When Anna comes home from the library she’s holding two bags. I notice her quickly checking and adjusting herself in the mirror in the hall before she puts the bags up on the kitchen table.
— I bought some food, she says, as I help her unpack the bags and arrange the shopping on the table. I want to slip my arms around her but feel this isn’t the right moment. I see that she’s bought some kind of fowl, probably duck, and different types of trimmings that I haven’t a clue of how to cook. She says she’s going to do the cooking herself.
— For a change, she says. I decided to pull up my socks and celebrate the fact that Flóra Sól and I have been with you for three weeks.
— Can you cook? I ask. I’m stunned. I thought that this girl — my child’s mother — couldn’t cook. I thought you were a geneticist, I say.
She laughs.
— Sorry, she says, for not cooking for you before, sorry for always letting you do it.
I hold my daughter in my arms and we watch her mother handling the bird like a person who knows what she’s doing, confidently chopping dates, apples, nuts, and celery and diligently shoving the stuffing into the animal, all in the space of a few minutes, as if she had a long history of working in a restaurant kitchen behind her. I can’t quite say whether I’m happy or disappointed to discover this new side to Anna. I was starting to enjoy cooking, even though I am still quite slow at it.
— I was brought up by a father who enjoyed nothing more than cooking and spent long hours in the kitchen trying to create new recipes, she explains. If he wasn’t fishing trout, he was out hunting for ptarmigan; if he wasn’t shooting ptarmigan, he was shooting geese or reindeer.
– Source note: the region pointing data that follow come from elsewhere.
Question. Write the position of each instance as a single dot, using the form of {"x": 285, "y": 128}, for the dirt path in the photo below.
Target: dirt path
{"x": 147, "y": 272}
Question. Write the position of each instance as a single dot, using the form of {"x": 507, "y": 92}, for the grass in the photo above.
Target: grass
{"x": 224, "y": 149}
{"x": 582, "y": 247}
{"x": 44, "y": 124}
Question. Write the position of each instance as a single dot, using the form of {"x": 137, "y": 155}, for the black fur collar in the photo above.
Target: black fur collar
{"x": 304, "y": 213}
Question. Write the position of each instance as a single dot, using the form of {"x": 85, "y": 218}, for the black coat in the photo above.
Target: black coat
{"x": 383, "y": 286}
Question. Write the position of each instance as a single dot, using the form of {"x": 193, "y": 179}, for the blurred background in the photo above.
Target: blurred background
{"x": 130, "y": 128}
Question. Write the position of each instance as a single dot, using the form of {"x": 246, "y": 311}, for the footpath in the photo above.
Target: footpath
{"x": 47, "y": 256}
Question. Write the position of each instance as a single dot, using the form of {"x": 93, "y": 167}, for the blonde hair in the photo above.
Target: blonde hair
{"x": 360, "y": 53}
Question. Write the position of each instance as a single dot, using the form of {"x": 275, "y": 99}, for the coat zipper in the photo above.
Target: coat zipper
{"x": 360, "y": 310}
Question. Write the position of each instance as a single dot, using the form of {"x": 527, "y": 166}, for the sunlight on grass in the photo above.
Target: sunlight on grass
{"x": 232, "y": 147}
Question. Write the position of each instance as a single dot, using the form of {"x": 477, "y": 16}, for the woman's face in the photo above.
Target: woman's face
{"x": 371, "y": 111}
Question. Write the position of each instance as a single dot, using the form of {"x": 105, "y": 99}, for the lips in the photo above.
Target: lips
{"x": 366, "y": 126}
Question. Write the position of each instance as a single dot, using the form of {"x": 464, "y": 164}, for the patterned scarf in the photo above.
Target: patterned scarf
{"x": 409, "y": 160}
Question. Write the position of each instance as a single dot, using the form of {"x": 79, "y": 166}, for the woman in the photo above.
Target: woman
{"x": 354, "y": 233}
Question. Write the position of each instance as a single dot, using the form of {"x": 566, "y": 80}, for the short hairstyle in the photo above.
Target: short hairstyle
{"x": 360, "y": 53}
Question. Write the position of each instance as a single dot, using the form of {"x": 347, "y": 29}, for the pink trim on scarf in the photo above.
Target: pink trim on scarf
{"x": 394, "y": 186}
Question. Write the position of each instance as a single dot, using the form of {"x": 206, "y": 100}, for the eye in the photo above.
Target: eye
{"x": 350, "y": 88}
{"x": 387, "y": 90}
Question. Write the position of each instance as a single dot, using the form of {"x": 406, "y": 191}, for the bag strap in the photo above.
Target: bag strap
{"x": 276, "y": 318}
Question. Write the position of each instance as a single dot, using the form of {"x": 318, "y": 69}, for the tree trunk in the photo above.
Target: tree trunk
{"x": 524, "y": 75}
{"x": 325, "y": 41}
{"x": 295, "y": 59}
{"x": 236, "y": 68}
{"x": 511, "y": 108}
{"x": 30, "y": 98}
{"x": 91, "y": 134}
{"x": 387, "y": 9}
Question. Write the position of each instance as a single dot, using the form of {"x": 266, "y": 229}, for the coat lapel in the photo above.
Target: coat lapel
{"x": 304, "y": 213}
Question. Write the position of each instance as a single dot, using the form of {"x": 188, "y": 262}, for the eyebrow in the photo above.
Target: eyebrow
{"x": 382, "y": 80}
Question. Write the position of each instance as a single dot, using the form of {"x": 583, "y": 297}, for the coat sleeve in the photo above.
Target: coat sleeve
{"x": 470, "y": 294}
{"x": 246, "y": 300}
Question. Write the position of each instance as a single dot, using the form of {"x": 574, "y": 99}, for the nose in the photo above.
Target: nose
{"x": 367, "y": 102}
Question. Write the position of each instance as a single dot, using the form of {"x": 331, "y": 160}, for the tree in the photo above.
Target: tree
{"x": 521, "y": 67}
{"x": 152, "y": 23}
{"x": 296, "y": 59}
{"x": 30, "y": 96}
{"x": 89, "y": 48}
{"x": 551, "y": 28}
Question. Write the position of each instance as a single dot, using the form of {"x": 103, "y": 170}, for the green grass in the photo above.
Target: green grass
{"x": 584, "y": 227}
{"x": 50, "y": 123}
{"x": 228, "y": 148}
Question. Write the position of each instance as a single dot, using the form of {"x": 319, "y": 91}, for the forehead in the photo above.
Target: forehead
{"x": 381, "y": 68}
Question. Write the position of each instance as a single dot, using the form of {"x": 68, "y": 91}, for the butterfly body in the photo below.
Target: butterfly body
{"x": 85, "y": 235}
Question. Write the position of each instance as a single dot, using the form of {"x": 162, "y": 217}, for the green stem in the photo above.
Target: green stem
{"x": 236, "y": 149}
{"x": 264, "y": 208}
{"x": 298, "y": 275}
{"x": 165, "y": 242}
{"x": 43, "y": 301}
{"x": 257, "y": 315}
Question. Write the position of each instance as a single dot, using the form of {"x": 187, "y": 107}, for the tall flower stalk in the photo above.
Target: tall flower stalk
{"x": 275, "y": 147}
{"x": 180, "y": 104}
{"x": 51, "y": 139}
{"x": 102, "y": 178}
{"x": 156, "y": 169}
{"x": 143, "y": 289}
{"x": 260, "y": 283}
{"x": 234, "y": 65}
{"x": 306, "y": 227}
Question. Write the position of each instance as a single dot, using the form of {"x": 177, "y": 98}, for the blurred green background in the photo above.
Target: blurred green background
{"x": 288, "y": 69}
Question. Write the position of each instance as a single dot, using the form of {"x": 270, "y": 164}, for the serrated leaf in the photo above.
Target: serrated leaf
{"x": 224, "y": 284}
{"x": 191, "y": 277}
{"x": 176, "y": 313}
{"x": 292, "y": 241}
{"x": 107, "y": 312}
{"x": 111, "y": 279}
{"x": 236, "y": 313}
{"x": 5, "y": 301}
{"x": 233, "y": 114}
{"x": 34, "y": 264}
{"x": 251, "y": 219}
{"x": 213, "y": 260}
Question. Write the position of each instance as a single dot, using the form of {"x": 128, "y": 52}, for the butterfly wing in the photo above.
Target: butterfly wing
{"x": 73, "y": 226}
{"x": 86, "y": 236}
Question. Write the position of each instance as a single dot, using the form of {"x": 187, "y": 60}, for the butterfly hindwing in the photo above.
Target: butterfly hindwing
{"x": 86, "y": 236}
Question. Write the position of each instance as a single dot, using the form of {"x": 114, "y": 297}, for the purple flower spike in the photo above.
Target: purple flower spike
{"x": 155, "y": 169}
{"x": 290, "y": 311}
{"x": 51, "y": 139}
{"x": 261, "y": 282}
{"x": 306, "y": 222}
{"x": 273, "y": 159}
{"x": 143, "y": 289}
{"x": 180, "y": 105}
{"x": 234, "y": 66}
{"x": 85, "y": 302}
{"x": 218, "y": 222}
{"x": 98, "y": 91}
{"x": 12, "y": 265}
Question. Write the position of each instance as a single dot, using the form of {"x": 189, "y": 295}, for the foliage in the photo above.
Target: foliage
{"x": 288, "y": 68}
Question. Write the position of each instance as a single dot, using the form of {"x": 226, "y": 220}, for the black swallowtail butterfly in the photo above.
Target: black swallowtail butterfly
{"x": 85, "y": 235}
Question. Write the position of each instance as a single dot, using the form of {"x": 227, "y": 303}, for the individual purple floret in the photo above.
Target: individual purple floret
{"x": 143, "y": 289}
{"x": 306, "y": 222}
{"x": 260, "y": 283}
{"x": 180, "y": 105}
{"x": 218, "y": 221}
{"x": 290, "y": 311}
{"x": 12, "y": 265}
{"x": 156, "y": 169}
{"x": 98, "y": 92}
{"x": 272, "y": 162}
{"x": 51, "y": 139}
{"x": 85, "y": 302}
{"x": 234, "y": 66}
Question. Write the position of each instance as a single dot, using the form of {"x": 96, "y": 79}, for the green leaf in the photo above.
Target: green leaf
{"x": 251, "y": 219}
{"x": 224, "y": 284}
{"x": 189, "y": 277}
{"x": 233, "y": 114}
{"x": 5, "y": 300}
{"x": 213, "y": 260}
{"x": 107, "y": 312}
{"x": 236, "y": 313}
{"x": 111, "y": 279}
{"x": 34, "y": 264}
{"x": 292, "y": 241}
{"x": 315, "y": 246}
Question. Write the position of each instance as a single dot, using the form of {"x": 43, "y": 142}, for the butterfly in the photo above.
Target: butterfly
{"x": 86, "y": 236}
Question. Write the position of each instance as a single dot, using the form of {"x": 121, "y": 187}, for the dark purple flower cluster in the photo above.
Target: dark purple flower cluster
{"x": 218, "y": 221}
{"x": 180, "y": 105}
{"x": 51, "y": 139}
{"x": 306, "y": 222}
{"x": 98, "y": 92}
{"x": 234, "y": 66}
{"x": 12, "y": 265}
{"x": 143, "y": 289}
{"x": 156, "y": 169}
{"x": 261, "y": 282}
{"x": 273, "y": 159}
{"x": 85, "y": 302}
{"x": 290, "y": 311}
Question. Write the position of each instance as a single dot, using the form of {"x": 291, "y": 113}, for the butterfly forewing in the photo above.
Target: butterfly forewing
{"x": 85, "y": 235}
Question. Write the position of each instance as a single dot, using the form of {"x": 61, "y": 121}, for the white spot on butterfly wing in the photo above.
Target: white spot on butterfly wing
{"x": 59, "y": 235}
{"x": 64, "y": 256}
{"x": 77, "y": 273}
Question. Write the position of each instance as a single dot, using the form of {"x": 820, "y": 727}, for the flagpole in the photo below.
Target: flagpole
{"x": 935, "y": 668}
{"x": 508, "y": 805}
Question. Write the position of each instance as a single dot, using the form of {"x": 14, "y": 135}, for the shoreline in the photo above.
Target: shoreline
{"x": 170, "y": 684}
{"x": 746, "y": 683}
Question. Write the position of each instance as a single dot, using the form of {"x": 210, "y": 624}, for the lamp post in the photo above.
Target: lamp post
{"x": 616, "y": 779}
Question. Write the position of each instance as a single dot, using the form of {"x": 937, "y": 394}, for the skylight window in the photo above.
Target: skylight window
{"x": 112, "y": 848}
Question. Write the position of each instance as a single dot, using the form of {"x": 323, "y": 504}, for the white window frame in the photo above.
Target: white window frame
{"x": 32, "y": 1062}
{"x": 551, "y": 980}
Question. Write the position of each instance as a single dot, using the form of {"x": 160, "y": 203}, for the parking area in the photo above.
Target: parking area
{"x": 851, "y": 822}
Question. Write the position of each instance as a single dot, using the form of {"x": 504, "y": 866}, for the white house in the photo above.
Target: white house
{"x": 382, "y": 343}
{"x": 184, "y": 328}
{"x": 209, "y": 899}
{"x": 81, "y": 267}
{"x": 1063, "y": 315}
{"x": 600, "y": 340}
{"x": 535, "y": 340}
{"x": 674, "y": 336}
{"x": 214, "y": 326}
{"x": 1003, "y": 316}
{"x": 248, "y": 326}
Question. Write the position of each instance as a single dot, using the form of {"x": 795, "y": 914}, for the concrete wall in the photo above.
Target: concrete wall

One day he came home with common snipe and another with a whooper swan, which he said he’d shot by accident. I remember he spent all day cooking the swan with the kitchen door closed, and the swan filled the whole oven. But personally I soon lost interest in cooking. Besides, there wasn’t any room for me in the kitchen. But once you’ve seen how it’s done, it’s no big deal, she says, stitching up the stuffed duck on the draining board so that the filling doesn’t leak out. As I watch her make carrot mousse and sweet brown potatoes on the pan, I realize how I literally know nothing about the mother of my child, not even about the hunting interests of my child’s grandfather.
— What? she asks and smiles at me.
— Nothing.
— Yeah, what? she says again. Why are you looking at me?
— I’m trying to work out what kind of a person the daughter of a ptarmigan hunter is.
— Deep inside? she asks, looking at me with her aquamarine eyes.
While the duck is in the oven I walk all the way down to the car to get the box with the remainder of the wine bottles. On the way up I meet Father Thomas and grab the opportunity to hand him two bottles.
— To be compared with your own production, I say. He tells me that they’re all happy to have me back in the garden after my brief absence and that the monks are showing more interest in the garden than they did before.
— They’re spending more time outside, he says, and they’re realizing that it’s good for them to get some fresh air. Brother Paul tried to water a few flower beds and got his feet wet for the first time in twenty years, but was grateful to be back in touch with Mother Nature again. They’re also all very happy about the way you’ve marked the roses. Now one can walk down the rose garden’s old paths again and practice one’s Latin by reading the names of the plants on the labels.
When I get back to the apartment, Anna has placed the side dishes on the table and is taking the duck out of the oven. Flóra Sól sits ready in her chair with her bib on and a spoon in her hand. It’s got to be said, the food is delicious, but neither of us has much appetite. I admit I don’t want to sleep on the sofa bed anymore, not when there are two places in the bed in the next room. When I’m about to stand up to bathe Flóra Sól and put her to bed, Anna halts me and says:
— I’ll do it.
Looking out into the darkness through the kitchen window, I make out some lights in several windows of the monastery up on the hill. Tomorrow I’ll mow the lawns and take the garden benches out of the storage room and give them a coat of oil. Then I’ll sow various types of salad in the new beds and continue to work on the patches of spices.
I finish clearing up inside and walk straight into the bedroom, get into bed, and gently pull the quilt off Anna.
By the time Flóra Sól wakes up in the morning and stands up on the cot, we haven’t slept much. I won’t deny that I’ve started to think of the world like this: there’s the two of us, then the others. Sometimes I feel the child is in our group, and the two of us and the child are one, and sometimes I feel the child belongs to the group with the others.